# Happy birthday AJLang! And Susie!



## Northerner (Oct 4, 2013)

Hope you have a wonderful day!


----------



## LeeLee (Oct 4, 2013)

Happy Birthday!  Hope you have a lovely cake and lots of wine!


----------



## Hazel (Oct 4, 2013)

Many happy returns xx


----------



## bev (Oct 4, 2013)

Happy Birthday!Bev


----------



## AlisonM (Oct 4, 2013)

Happy birthday Amanda and Susie. Are you having a good day?


----------



## gabriele (Oct 4, 2013)

Happy Birthday Amanda and Susie and a wonderful day for you both !


----------



## AJLang (Oct 4, 2013)

Thank you very much for all of the birthday wishes.  Alan the Abba photo really made me smile.

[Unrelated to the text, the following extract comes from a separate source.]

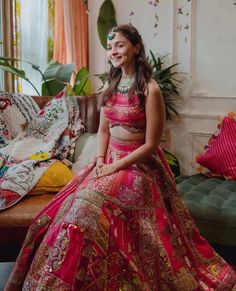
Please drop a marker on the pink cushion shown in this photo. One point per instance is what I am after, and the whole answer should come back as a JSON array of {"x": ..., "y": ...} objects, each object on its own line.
[{"x": 220, "y": 154}]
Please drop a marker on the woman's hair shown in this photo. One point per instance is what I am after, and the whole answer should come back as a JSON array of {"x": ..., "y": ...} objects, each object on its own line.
[{"x": 143, "y": 71}]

Alison I love the animation.  We're having a really lovely day.  I started the day with a glass (or two!!) of bubbly whilst opening lots of presents.  My brother then came round and after that Mark, Susie and I went for a lovely walk.  Since then we've been chilling eating lovely food and continuing with the nibbles.  Time a birthday siesta now


----------



## mum2westiesGill (Oct 4, 2013)

*Wishing you a very Happy Birthday Amanda & Susie, hope you're having a lovely day XX*


----------



## Cleo (Oct 4, 2013)

Have a great day Amanda and Susie - have a glass (or three) of wine for me 
Xx


----------



## jalapino (Oct 4, 2013)

Happy birthday to you.....happy birthday to you.....happy birthday to Amanda!.....happy birthday to you!!! 

Hip hip hooray!!

Hip hip hooray!!

One for good luck...Hip hip hooray!!! 

P.s and Susie x x x


----------



## newbs (Oct 4, 2013)

Happy Birthday!  Hope you've both had a lovely day.


----------



## KateR (Oct 4, 2013)

Happy Birthday.


----------



## caroleann (Oct 4, 2013)

Happy birthday hope you both had a lovely day too xx


----------



## AJLang (Oct 5, 2013)

Thank you everyone we had an absolutely brilliant day


----------



## cazscot (Oct 6, 2013)

Sorry it's a bit late but happy birthday glad you had a great day x


----------